Des fonds du FRQSC

Deux professeurs ont reçu des subventions pour de nouveaux projets de recherche sur le numérique en éducation.

26 Mai 2020 à 17H41

Ce concours lancé dans la cadre du programme Actions concertées vise à développer les connaissances sur les usages du numérique les plus susceptibles de favoriser la réussite éducative à tous les ordres d'enseignement. Photo: Getty images

À l’issue du concours du Programme de recherche-action sur le numérique en éducation et en enseignement supérieur du Fonds de recherche du Québec - Société et culture (FRQSC) et du ministère de l'Éducation et de l'Enseignement supérieur (MEES) les professeurs Fabienne Venant du Département de mathématiques et Stéphane Villeneuve du Département de didactique, ont reçu au total 281 777 dollars pour de nouveaux projets de recherche. 

Ce concours lancé dans la cadre du programme Actions concertées vise à développer les connaissances sur les usages du numérique les plus susceptibles de favoriser la réussite éducative à tous les ordres d'enseignement.

Développer la pensée informatique

Fabienne Venant (174 683 $)

«Intégration de la programmation informatique en mathématiques et en sciences au secondaire: quels enjeux pour la formation des enseignants?»

Les avancées informatiques récentes, notamment en termes de stockage et d’analyse de données numériques ont fait naître le besoin de démocratiser des compétences informatique avancées, comme la programmation et la robotique. Les compétences liées à l’usage de la programmation informatique et au développement d’une pensée informatique sont au cœur des débats éducatifs. Outre l’essentiel accès aux technologies, jusque dans les milieux défavorisés, les besoins pour développer la pensée informatique relèvent principalement de trois autres  catégories: la création d’activités motivantes et signifiantes; la formation des enseignants, animateurs, éducateurs, conseillers pédagogiques; et la documentation et l’analyse des initiatives mises en place. 

La recherche de Fabienne Venant permettra de recenser les travaux existants sur le sujet; de recenser et d’analyser les ressources partagées par les praticiens; de dégager les critères d’efficacité et de pertinence des pratiques et ressources; de construire des ressources qui mettent en œuvre ces critères; et de développer et d’expérimenter de nouveaux modes d’action, adaptés aux besoins et aux réalités scolaires.
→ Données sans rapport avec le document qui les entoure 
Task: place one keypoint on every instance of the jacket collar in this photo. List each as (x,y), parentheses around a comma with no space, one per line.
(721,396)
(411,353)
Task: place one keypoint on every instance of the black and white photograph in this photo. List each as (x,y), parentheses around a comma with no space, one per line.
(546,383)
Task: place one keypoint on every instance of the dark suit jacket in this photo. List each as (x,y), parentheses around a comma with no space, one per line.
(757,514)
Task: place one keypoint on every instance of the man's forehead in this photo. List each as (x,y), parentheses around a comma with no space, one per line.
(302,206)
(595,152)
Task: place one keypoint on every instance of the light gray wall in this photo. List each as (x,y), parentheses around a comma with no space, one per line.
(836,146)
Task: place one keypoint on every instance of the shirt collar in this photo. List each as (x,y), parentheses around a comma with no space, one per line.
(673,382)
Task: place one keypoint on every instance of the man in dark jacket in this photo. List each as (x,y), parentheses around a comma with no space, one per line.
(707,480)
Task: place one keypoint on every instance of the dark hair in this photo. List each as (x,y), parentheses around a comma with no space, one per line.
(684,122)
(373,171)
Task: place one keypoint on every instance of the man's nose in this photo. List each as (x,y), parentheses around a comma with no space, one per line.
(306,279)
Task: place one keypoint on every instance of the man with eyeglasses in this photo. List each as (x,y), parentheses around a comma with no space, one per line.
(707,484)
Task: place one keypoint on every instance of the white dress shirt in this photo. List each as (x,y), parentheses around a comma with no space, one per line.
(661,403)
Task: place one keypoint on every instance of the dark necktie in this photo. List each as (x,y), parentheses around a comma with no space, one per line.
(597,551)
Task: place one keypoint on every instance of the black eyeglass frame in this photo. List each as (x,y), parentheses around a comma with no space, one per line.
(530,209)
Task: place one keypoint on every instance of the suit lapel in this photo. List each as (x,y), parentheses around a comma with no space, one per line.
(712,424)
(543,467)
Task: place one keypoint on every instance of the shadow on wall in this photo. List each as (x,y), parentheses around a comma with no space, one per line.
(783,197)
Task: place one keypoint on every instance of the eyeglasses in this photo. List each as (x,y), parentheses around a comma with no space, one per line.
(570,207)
Pour une utilisation éthique, responsable et réfléchie du numérique

Stéphane Villeneuve (107 094 $) 

«Quand la citoyenneté à l’ère du numérique s’invite à l’école: identification et évaluation de pratiques pour favoriser une utilisation éthique, responsable et réfléchie du numérique»

La cyberintimidation est vécue de plus en plus tôt. Les tablettes et d’autres outils numériques se retrouvent désormais dans les mains des enfants dès l'âge de 3 ans. À cet âge, les enfants ne peuvent connaître les dangers associés à certains de leurs comportements en ligne. Il devient nécessaire de les éduquer, le plus tôt possible au primaire, aux enjeux éthiques liés au numérique.

La recherche-action menée par Stéphane Villeneuve a pour objectif d’identifier les pratiques enseignantes les plus susceptibles de favoriser chez les élèves une utilisation responsable et réfléchie du numérique. Se basant sur l’idée que les individus sont à la fois des consommateurs et des producteurs de contenus en ligne et qu’ils doivent détenir des compétences sociales et technologiques pour faire une utilisation responsable et réfléchie du numérique, le chercheur procédera au recensement des pratiques enseignantes actuelles en matière d’éducation aux médias et élaborera  différents types de formation sur la cyberintimidation. 

Afin d’identifier les pratiques enseignantes en lien avec la citoyenneté à l’ère du numérique, 700 enseignants du primaire sont invités à remplir un questionnaire en ligne. Pour parvenir à développer et à évaluer dans l’action des façons d’enseigner l’utilisation responsable et réfléchie du numérique, 18 groupes d'élèves du deuxième cycle du primaire seront mis à contribution. Des enseignants participeront à la construction de quatre types de formation sur la cyberintimidation. D’autres enseignants formeront un groupe contrôle et recevront une formation ponctuelle qu’enseignants et élèves devront évaluer. Un Observatoire sur la citoyenneté numérique en milieu scolaire (OCNMS), regroupant acteurs scolaires et chercheurs universitaires, doit également voir le jour. 

Stéphane Villeneuve vise ainsi à enrichir le cours qui devrait remplacer, au Québec, le programme Éthique et culture religieuse.